Again, the size parameter comes into play.

In [None]:
Zeros = torch.zeros(size=(3,4))
Zeros

tensor([[0., 0., 0., 0.],
        [0., 0., 0., 0.],
        [0., 0., 0., 0.]])

In [None]:
ones = torch.ones(size=(3,4))
ones

tensor([[1., 1., 1., 1.],
        [1., 1., 1., 1.],
        [1., 1., 1., 1.]])

In [None]:
ones.dtype
#default data type, when you create a pytorth data, it starts off as float32.

torch.float32

### Creating a range and tensors like

Sometimes you might want a range of numbers, such as 1 to 10 or 0 to 100.

You can use torch.arange(start, end, step) to do so.

Where:

start = start of range (e.g. 0)

end = end of range (e.g. 10)

step = how many steps in between each value (e.g. 1)

In [None]:
onetoten_step2 = torch.arange(0,10,2)

Sometimes you might want one tensor of a certain type with the same shape as another tensor.

For example, a tensor of all zeros with the same shape as a previous tensor.

In [None]:
onetoten_zerolike = torch.zeros_like(input=onetoten_step2)
print(onetoten_zerolike)

onetoten_onelike = torch.ones_like(input=onetoten_step2)
onetoten_onelike

tensor([0, 0, 0, 0, 0])


tensor([1, 1, 1, 1, 1])

### Tensor DataType

There are many different tensor datatypes available in PyTorch.

Some are specific for CPU and some are better for GPU.

Getting to know which one can take some time.

Generally if you see torch.cuda anywhere, the tensor is being used for GPU (since Nvidia GPUs use a computing toolkit called CUDA).
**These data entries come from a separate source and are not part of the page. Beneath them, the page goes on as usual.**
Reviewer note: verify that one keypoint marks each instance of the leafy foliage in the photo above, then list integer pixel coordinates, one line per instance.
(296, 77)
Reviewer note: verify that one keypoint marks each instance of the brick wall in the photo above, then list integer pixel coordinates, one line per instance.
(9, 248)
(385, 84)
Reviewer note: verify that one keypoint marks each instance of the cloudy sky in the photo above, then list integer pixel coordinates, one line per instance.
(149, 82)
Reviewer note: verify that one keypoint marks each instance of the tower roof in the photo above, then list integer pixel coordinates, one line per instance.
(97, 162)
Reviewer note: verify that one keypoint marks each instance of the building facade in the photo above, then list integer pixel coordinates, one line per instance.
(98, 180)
The most common type (and generally the default) is torch.float32 or torch.float.

This is referred to as "32-bit floating point".

But there's also 16-bit floating point (torch.float16 or torch.half) and 64-bit floating point (torch.float64 or torch.double).

And to confuse things even more there's also 8-bit, 16-bit, 32-bit and 64-bit integers.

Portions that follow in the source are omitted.